Terkait dengan pengalaman seorang guru menempa kemampuannya karena keterbatasan, film Teachers Diary asal Thailand berhasil merekam sempurna tentang 'belajar jarak jauh' semestinya. Jauh dari bayangan otak polos kita tentang e-learning, homeschooling, ataupun sekedar paket CD interaktif. Teachers Diary adalah sebuah cetak biru tentang esensi pendidikan jarak jauh yang terhubung oleh goresan tangan dalam surat. 

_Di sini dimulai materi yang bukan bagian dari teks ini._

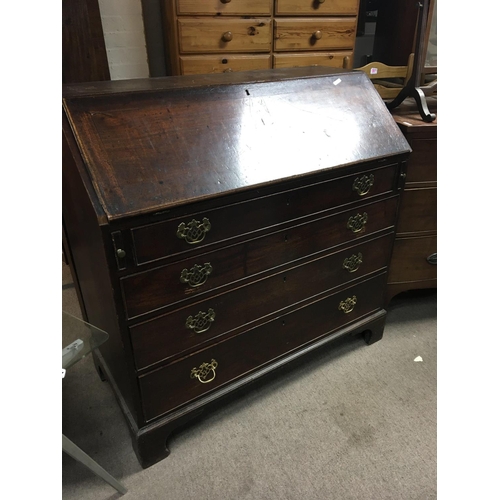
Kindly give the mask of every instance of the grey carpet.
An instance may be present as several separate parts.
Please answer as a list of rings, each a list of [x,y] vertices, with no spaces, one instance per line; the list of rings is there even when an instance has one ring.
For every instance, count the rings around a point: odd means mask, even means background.
[[[63,265],[63,309],[79,316]],[[174,435],[143,470],[87,357],[63,381],[63,432],[147,500],[436,498],[436,293],[403,294],[384,338],[348,338]],[[423,362],[414,359],[421,356]],[[120,498],[63,454],[63,499]]]

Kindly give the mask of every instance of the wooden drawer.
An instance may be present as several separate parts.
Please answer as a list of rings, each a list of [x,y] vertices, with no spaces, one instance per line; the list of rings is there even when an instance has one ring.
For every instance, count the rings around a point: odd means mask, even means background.
[[[270,19],[179,19],[181,53],[269,52]],[[223,37],[227,37],[224,41]]]
[[[252,69],[271,68],[270,55],[209,55],[181,56],[181,73],[194,75],[200,73],[228,73]]]
[[[437,231],[437,188],[405,189],[399,208],[398,234]]]
[[[146,420],[188,403],[379,310],[382,307],[385,281],[384,273],[140,376]],[[345,313],[339,308],[343,302],[348,310],[349,299],[356,303],[351,312]],[[204,366],[204,363],[212,364],[214,371],[210,366]],[[203,367],[207,369],[203,370]],[[197,374],[200,379],[196,378]]]
[[[437,139],[413,139],[406,182],[437,182]]]
[[[352,174],[228,205],[222,209],[193,213],[191,216],[132,229],[136,262],[144,264],[188,251],[201,253],[200,248],[204,249],[221,241],[331,210],[336,206],[359,201],[372,195],[390,193],[394,190],[397,172],[398,166],[393,164],[359,175]],[[371,182],[372,175],[373,185],[366,194],[360,194],[364,192],[362,183]],[[206,229],[206,232],[201,234],[200,239],[202,237],[203,239],[199,243],[189,244],[186,239],[178,237],[181,224],[184,226],[181,226],[180,236],[186,235],[188,225],[193,220],[197,222],[189,226],[191,228],[203,224],[204,219],[208,223],[200,230]],[[192,236],[191,233],[187,234],[188,238],[190,236]]]
[[[274,13],[278,16],[355,16],[357,0],[276,0]]]
[[[272,0],[177,0],[179,15],[271,15]]]
[[[432,263],[436,255],[436,263]],[[430,262],[431,263],[430,263]],[[437,278],[437,237],[397,238],[389,269],[389,283]]]
[[[355,17],[274,21],[274,50],[277,51],[352,49],[355,37]]]
[[[390,198],[123,278],[121,285],[128,317],[189,300],[308,255],[390,229],[395,217],[391,210],[395,208],[396,200]],[[347,228],[347,221],[358,213],[366,213],[368,221],[363,231],[354,233]],[[181,275],[189,281],[189,275],[196,272],[206,276],[201,286],[181,283]]]
[[[132,326],[136,367],[146,368],[199,348],[234,329],[382,270],[389,262],[392,239],[392,234],[386,235]],[[202,332],[186,326],[187,318],[194,320],[198,313],[197,329]]]
[[[329,66],[331,68],[352,68],[352,50],[338,52],[307,52],[274,54],[275,68],[298,68],[301,66]]]

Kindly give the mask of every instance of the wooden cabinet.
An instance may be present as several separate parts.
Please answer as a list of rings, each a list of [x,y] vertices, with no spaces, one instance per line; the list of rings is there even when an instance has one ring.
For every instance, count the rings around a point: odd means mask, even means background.
[[[163,0],[173,75],[352,68],[359,0]]]
[[[76,286],[144,467],[225,396],[382,337],[410,148],[364,73],[80,84],[63,104]]]
[[[436,111],[436,99],[427,99]],[[422,121],[416,104],[403,102],[393,117],[412,148],[389,268],[388,300],[411,289],[437,287],[437,119]]]

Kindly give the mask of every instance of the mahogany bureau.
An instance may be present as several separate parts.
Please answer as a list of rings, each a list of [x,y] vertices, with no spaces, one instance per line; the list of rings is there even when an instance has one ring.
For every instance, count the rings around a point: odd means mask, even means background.
[[[75,84],[63,109],[72,272],[143,467],[223,397],[382,337],[410,147],[364,73]]]

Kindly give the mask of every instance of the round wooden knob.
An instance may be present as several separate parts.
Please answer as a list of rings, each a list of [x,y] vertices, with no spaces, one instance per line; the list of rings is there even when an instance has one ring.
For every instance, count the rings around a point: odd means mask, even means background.
[[[233,34],[230,31],[226,31],[222,35],[222,40],[224,40],[225,42],[230,42],[232,39],[233,39]]]
[[[233,70],[231,68],[227,68],[224,70],[224,73],[232,73],[232,72],[233,72]]]
[[[313,37],[313,39],[314,39],[314,40],[319,40],[322,36],[323,36],[323,35],[321,34],[321,31],[319,31],[319,30],[318,30],[318,31],[315,31],[315,32],[313,33],[313,36],[312,36],[312,37]]]
[[[229,0],[229,1],[231,1],[231,0]],[[325,3],[325,0],[317,0],[317,1],[318,1],[318,3]]]
[[[220,1],[221,1],[222,3],[229,3],[231,0],[220,0]],[[322,0],[322,1],[324,2],[325,0]]]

Adalah Ann dan Song, sebagai guru muda yang mengabdi di sekolah tersebut dalam periode berbeda. Dalam film drama roman ini, kedua tokoh utama ditempatkan mengajar di sebuah sekolah terapung di pelosok,  tempat anak-anak nelayan menimba ilmu. Kedua guru muda ini awalnya tak punya banyak kemampuan dan pilihan dalam perjalanan menempa anak-anak nelayan ini menimba ilmu. Namun, kegiatan berbalas catatan menjadi kunci kerjasama mereka menanamkan nilai pada anak didik mereka. 

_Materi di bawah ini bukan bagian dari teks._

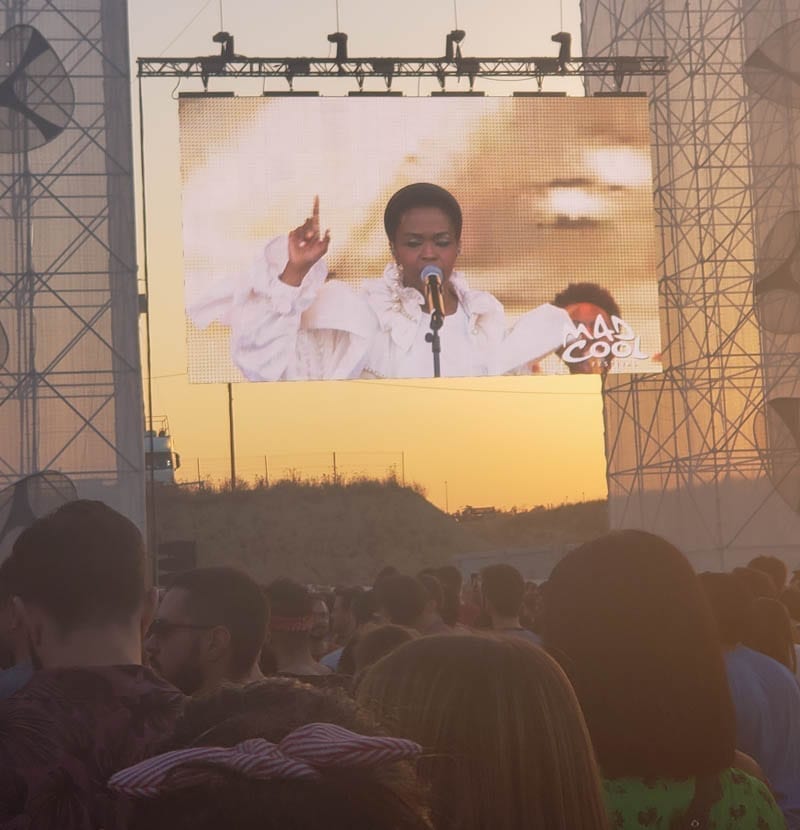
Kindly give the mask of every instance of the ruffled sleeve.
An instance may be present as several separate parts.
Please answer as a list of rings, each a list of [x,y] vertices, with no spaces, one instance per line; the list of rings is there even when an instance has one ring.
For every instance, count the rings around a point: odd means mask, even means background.
[[[287,285],[280,275],[288,260],[288,237],[270,240],[247,273],[189,308],[192,320],[230,327],[231,357],[248,380],[357,377],[375,328],[371,312],[349,286],[326,282],[324,260],[299,287]]]
[[[500,344],[494,373],[504,375],[541,360],[569,342],[574,331],[569,314],[558,306],[545,303],[526,312]]]

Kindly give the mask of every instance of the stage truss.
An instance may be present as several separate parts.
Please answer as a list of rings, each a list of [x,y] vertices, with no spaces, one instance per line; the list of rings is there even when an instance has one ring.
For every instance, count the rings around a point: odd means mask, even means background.
[[[665,371],[605,383],[611,524],[660,533],[701,568],[757,553],[794,564],[800,551],[798,503],[779,494],[797,476],[797,447],[779,447],[764,426],[775,367],[798,376],[797,344],[781,354],[787,343],[763,336],[754,305],[757,228],[775,188],[754,186],[768,130],[753,119],[742,73],[775,23],[762,19],[754,37],[754,12],[769,6],[780,19],[787,5],[583,2],[585,51],[669,62],[666,76],[624,82],[651,97]],[[589,93],[609,88],[586,81]],[[787,146],[773,159],[773,183],[788,155]]]
[[[144,526],[127,3],[0,0],[0,24],[41,33],[75,92],[63,133],[0,155],[0,489],[59,471]]]

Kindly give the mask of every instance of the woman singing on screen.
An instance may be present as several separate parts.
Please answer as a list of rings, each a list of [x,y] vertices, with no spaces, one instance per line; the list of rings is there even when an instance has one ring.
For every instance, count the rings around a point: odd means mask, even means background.
[[[524,372],[565,345],[574,328],[568,309],[541,305],[509,328],[500,302],[454,270],[462,215],[448,191],[402,188],[386,206],[384,227],[393,261],[383,276],[359,290],[327,281],[330,233],[320,232],[315,199],[312,215],[271,240],[240,283],[217,286],[190,315],[200,328],[215,320],[230,327],[231,356],[248,380],[432,377],[420,275],[434,265],[443,275],[442,376]]]

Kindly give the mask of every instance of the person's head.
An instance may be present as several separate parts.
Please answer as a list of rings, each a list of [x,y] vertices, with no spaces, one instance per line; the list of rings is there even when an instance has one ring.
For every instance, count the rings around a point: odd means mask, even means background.
[[[568,553],[547,583],[542,633],[573,682],[606,778],[731,765],[735,718],[716,625],[669,542],[622,530]]]
[[[444,605],[444,591],[442,583],[438,578],[429,573],[421,573],[417,576],[422,587],[425,589],[427,601],[425,603],[425,617],[430,622],[440,620],[442,617],[442,606]]]
[[[182,692],[207,693],[252,675],[268,615],[263,591],[241,571],[186,571],[165,592],[145,651],[152,668]]]
[[[309,730],[306,738],[299,737]],[[315,730],[322,734],[315,738]],[[383,745],[383,752],[373,753],[377,759],[365,762],[359,753],[363,757],[371,747],[363,746],[369,742],[357,736],[381,733],[344,695],[270,679],[192,701],[176,726],[170,749],[266,750],[273,753],[271,772],[235,772],[224,759],[205,760],[200,776],[182,777],[179,763],[160,776],[157,785],[148,773],[156,790],[149,797],[136,794],[135,769],[117,773],[111,788],[135,796],[131,830],[430,830],[421,787],[409,761],[402,760],[418,749],[407,742]],[[244,744],[258,739],[269,743]],[[343,743],[353,741],[353,748]],[[277,744],[277,749],[270,744]],[[381,760],[387,755],[389,760]],[[288,759],[289,769],[275,770],[278,759]],[[307,765],[304,770],[311,767],[303,777],[296,772],[301,763]],[[154,764],[166,766],[165,756]]]
[[[410,628],[420,624],[428,595],[418,579],[398,574],[383,580],[376,590],[380,614],[386,622]]]
[[[333,599],[331,630],[341,642],[346,642],[358,628],[353,603],[364,593],[362,588],[337,588]]]
[[[324,597],[311,597],[311,639],[323,640],[331,633],[331,613]]]
[[[525,596],[525,580],[513,566],[489,565],[481,571],[483,602],[492,617],[519,617]]]
[[[731,573],[734,579],[738,579],[745,586],[751,599],[756,597],[770,597],[776,599],[778,589],[772,577],[757,568],[734,568]]]
[[[621,317],[621,312],[616,300],[605,288],[592,282],[570,283],[561,293],[553,299],[553,305],[563,308],[569,312],[572,322],[576,326],[583,326],[589,332],[589,337],[581,338],[583,345],[575,345],[569,349],[570,360],[567,367],[571,374],[605,374],[613,361],[611,352],[603,357],[591,357],[589,352],[597,342],[593,336],[595,325],[601,322],[601,327],[606,331],[614,330],[612,317]],[[602,339],[602,338],[598,338]],[[559,349],[558,354],[563,355],[564,349]]]
[[[427,265],[450,277],[461,251],[462,223],[455,197],[435,184],[410,184],[389,199],[383,225],[405,285],[418,288]]]
[[[744,642],[753,601],[747,584],[729,573],[702,573],[699,580],[714,614],[721,644],[733,648]]]
[[[381,657],[390,654],[403,643],[416,640],[418,636],[413,628],[391,623],[363,632],[353,646],[353,674],[360,674]]]
[[[423,637],[361,678],[359,703],[427,753],[438,830],[605,828],[597,767],[569,682],[541,649]]]
[[[789,612],[789,617],[796,625],[800,623],[800,588],[793,585],[781,591],[781,602]]]
[[[777,599],[758,597],[750,604],[749,618],[744,644],[783,663],[794,674],[794,627],[786,608]]]
[[[461,610],[461,585],[463,583],[461,571],[455,565],[443,565],[436,569],[434,576],[442,584],[444,593],[442,619],[448,625],[455,625]]]
[[[284,653],[305,654],[310,648],[311,594],[292,579],[276,579],[266,588],[270,606],[270,646],[278,662]]]
[[[778,559],[777,556],[756,556],[748,563],[747,567],[767,574],[775,585],[778,594],[786,587],[789,569],[786,567],[786,563],[782,559]]]
[[[30,658],[28,632],[19,604],[14,602],[13,559],[0,565],[0,668]]]
[[[99,501],[68,502],[19,535],[8,568],[35,665],[92,665],[106,639],[140,662],[154,595],[144,541],[130,519]],[[80,656],[90,641],[94,660]]]
[[[394,565],[386,565],[378,571],[378,575],[375,577],[375,582],[372,583],[372,587],[377,588],[381,582],[389,579],[389,577],[397,576],[399,573],[400,571],[398,571]]]

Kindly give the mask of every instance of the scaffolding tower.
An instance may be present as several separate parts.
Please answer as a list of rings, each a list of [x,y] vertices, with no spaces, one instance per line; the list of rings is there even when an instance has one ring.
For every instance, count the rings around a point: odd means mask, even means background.
[[[800,377],[798,344],[765,331],[753,290],[765,211],[798,198],[775,181],[796,173],[788,149],[759,169],[759,142],[780,119],[758,112],[743,71],[788,6],[583,0],[586,53],[669,63],[664,76],[624,82],[651,96],[665,346],[662,375],[604,385],[611,524],[664,535],[699,568],[800,554],[796,413],[773,400],[779,375],[784,386]]]
[[[143,526],[127,3],[0,0],[0,24],[0,489],[58,470]]]

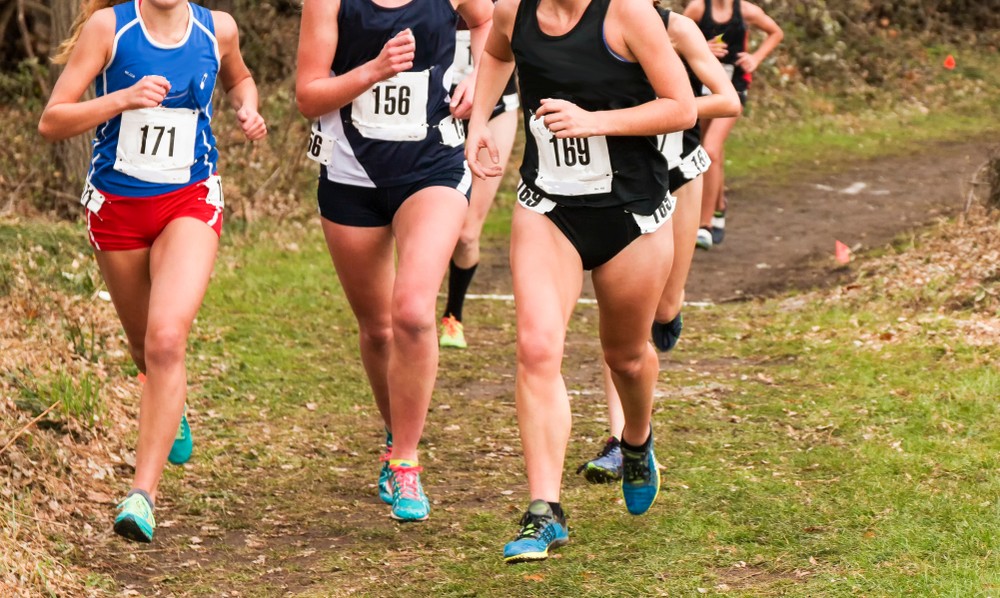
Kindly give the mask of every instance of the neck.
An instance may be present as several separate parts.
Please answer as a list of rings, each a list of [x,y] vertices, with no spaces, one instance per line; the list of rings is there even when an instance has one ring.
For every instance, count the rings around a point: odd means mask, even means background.
[[[139,4],[139,13],[146,25],[146,31],[158,42],[181,41],[188,28],[188,3],[176,2],[169,7],[157,4],[154,0],[142,0]]]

Ann merupakan seorang guru wanita yang pekerja keras sekaligus keras kepala. Pengalaman dikhianati oleh tunangan mendorong dirinya bersikeras menjadi seorang guru. Jikalau meresapi fol. lebih jauh, rasanya memilih mengabdi di pelosok jauh lebih rasional ketimbang memberikan harapan kepada calon suami pengkhianat yang mengiba setelah berhubungan badan dengan orang lain di luar nikah. Berusaha kabur dari masa lalu, tunangan pengkhianat, sekaligus tegas akan identitas,  Ann teguh pada pendiriannya untuk mempertahankan tato kendati dilarang oleh kepala sekolah. Jadilah Ann ditempatkan menjadi pelopor pengajar anak nelayan di sekolah "Baan Gaeng Wittaya" (penampungan tengah tambak). 

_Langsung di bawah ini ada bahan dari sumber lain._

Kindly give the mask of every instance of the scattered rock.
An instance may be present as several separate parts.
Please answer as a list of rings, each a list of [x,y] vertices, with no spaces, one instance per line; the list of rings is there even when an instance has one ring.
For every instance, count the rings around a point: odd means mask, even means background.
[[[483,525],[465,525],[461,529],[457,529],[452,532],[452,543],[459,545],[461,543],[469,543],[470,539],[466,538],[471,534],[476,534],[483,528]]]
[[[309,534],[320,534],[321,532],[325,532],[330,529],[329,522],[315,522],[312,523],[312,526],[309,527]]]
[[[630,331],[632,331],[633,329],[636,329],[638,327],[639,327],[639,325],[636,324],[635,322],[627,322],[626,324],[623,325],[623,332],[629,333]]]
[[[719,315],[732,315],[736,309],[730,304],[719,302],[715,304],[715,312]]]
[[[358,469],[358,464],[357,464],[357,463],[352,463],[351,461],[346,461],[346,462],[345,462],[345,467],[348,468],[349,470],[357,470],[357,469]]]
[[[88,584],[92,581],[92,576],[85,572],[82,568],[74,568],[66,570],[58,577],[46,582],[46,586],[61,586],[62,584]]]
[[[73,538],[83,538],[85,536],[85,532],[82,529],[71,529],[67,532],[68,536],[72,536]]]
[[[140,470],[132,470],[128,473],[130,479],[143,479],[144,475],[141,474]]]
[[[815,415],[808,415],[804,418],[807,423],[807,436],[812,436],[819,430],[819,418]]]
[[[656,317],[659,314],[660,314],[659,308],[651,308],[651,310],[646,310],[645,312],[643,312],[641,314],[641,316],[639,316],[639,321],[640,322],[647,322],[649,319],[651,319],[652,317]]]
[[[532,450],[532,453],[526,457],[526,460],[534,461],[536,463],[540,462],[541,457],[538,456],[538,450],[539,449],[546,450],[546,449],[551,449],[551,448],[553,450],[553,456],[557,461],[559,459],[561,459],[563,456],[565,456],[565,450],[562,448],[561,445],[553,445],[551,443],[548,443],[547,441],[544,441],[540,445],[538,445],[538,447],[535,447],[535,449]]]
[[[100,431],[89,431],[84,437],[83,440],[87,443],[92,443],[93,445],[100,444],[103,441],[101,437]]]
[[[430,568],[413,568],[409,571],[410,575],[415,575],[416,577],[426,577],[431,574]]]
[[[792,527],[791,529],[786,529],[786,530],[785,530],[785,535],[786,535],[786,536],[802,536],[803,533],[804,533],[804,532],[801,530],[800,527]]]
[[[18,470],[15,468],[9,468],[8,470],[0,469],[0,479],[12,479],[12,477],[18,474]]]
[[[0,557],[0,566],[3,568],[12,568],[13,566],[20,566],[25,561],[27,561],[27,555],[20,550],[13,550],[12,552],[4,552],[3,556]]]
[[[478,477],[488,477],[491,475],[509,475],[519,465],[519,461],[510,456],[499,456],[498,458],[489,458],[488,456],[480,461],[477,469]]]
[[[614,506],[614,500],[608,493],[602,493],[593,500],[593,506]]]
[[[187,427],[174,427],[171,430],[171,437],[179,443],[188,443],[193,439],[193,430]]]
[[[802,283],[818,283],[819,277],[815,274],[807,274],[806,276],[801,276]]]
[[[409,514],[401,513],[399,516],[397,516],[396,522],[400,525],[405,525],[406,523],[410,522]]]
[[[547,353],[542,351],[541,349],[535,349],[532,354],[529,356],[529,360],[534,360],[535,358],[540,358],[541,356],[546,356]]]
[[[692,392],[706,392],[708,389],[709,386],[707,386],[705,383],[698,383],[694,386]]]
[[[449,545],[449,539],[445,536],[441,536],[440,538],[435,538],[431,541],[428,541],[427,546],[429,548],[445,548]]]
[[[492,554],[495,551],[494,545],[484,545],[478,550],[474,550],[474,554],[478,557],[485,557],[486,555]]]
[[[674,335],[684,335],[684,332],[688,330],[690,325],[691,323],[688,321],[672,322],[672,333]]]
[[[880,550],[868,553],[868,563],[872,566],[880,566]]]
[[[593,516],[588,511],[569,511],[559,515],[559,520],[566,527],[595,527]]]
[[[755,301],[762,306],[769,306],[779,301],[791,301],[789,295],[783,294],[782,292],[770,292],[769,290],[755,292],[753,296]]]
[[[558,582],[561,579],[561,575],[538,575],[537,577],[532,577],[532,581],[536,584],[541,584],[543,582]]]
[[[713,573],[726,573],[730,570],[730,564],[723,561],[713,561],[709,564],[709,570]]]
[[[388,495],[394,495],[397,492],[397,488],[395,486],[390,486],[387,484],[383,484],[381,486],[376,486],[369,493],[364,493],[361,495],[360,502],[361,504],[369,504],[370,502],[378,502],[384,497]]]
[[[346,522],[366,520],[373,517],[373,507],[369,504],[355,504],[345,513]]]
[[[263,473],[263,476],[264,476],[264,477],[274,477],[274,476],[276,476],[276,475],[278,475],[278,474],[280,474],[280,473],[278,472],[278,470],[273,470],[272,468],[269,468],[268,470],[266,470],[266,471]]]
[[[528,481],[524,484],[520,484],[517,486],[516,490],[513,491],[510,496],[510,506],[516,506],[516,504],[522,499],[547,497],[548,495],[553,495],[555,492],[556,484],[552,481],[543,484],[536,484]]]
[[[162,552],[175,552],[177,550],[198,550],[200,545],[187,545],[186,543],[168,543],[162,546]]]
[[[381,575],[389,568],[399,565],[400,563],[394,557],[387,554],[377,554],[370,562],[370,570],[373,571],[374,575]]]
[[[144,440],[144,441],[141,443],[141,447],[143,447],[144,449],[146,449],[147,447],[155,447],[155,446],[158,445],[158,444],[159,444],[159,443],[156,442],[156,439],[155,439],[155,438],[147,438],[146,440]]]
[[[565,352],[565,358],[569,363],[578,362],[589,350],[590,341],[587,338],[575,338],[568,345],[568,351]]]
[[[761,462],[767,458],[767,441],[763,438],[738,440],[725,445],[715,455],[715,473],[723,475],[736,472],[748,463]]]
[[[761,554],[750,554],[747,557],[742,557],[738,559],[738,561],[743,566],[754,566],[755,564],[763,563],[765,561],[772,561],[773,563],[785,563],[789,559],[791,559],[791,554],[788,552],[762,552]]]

Song sendiri adalah pria yang ramah, serba ingin tahu, meski sedikit cangggung. Secara psikologis, masa lalu Song sebelum melamar menjadi guru hampir serupa dengan Ann. Bedanya, ia menjadi orang yang ditinggalkan kekasihnya yang cinta kepada pria idaman lain. Tatkala ia melamar menjadi guru olahraga, kepala sekolah menempatkannya menjadi pengajar anak nelayan dekat bendungan untuk periode kedua. Berbeda dengan Ann, yang cenderung tenang, sepanjang film penonton disuguhkan dengan adegan kecanggungan dirinya. Kendati demikian, Song memiliki peran esensial dalam memberi petunjuk pada Ann setelah menyadari bahwa membuat anak didik paham bukan hanya soal 'setor rumus'. 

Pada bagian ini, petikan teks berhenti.